Using Custom Class Names

python
# Define custom class names
custom_class_names = ["Class A", "Class B", "Class C"]

# Log confusion matrix with custom names
confusion_matrix = swanlab.confusion_matrix(y_test, y_pred, custom_class_names)
swanlab.log({"confusion_matrix_custom": confusion_matrix})

Without Class Names

python
# Without specifying class names, numeric indices will be used
confusion_matrix = swanlab.confusion_matrix(y_test, y_pred)
swanlab.log({"confusion_matrix_default": confusion_matrix})

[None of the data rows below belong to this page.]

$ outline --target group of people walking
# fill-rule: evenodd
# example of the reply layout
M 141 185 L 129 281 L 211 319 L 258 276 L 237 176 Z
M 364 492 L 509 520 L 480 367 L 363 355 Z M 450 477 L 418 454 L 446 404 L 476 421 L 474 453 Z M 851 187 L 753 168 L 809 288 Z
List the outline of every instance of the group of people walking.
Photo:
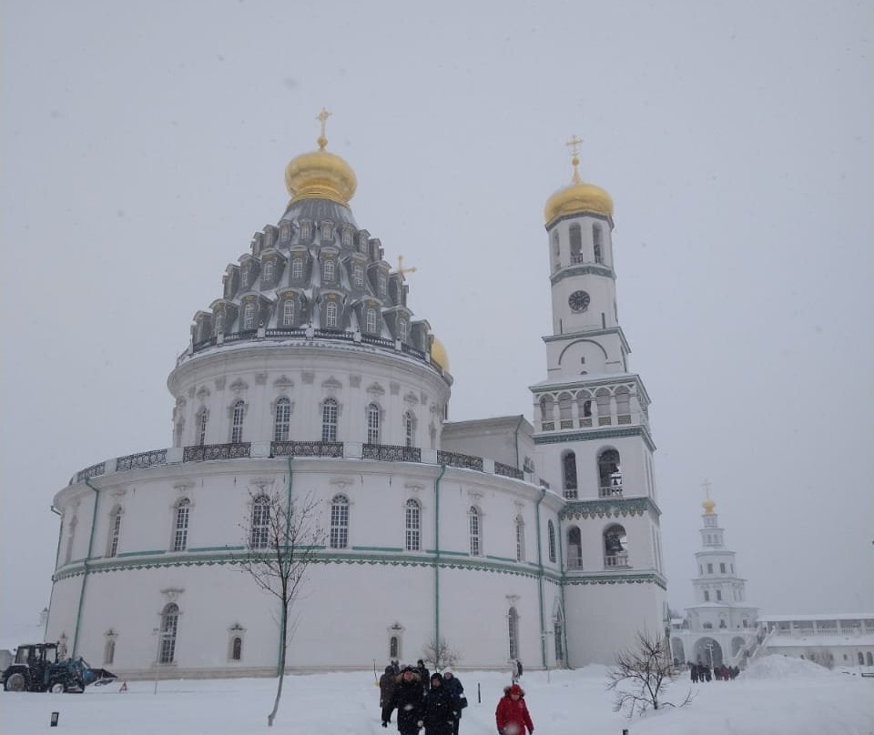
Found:
M 382 727 L 398 712 L 398 732 L 418 735 L 458 735 L 462 710 L 467 707 L 464 687 L 449 670 L 430 673 L 420 659 L 416 666 L 402 670 L 397 662 L 385 667 L 380 679 L 380 707 Z M 534 731 L 524 700 L 525 692 L 515 681 L 505 687 L 494 718 L 499 735 L 529 735 Z
M 740 673 L 740 670 L 737 666 L 715 666 L 711 669 L 706 663 L 692 663 L 689 661 L 689 676 L 692 678 L 693 683 L 697 683 L 698 681 L 710 681 L 716 679 L 717 681 L 727 681 L 730 679 L 734 679 L 737 674 Z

Binary Classification Example

python
import numpy as np
from sklearn.datasets import make_classification
from sklearn.model_selection import train_test_split
import xgboost as xgb
import swanlab

# Generate binary classification data
X, y = make_classification(n_samples=1000, n_features=20, n_informative=2, n_redundant=10, random_state=42)
X_train, X_test, y_train, y_test = train_test_split(X, y, test_size=0.3, random_state=42)

# Train the model
model = xgb.XGBClassifier(use_label_encoder=False, eval_metric='logloss')
model.fit(X_train, y_train)

# Get predictions
y_pred = model.predict(X_test)

# Log confusion matrix
swanlab.log({
    "confusion_matrix": swanlab.confusion_matrix(y_test, y_pred, ["Negative", "Positive"])
})

Notes

  1. Data Format: y_true and y_pred can be lists or numpy arrays.
  2. Multi-class Support: This function supports both binary and multi-class classification.
  3. Class Names: The length of class_names should match the number of classes.
  4. Dependencies: Requires installing the scikit-learn and pyecharts packages.
  5. Coordinate System: In scikit-learn's confusion_matrix, the top-left corner is (0,0), while in pyecharts' heatmap, it is the bottom-left. This function automatically handles the coordinate transformation.
  6. Matrix Interpretation: In the confusion matrix, rows represent true labels and columns represent predicted labels.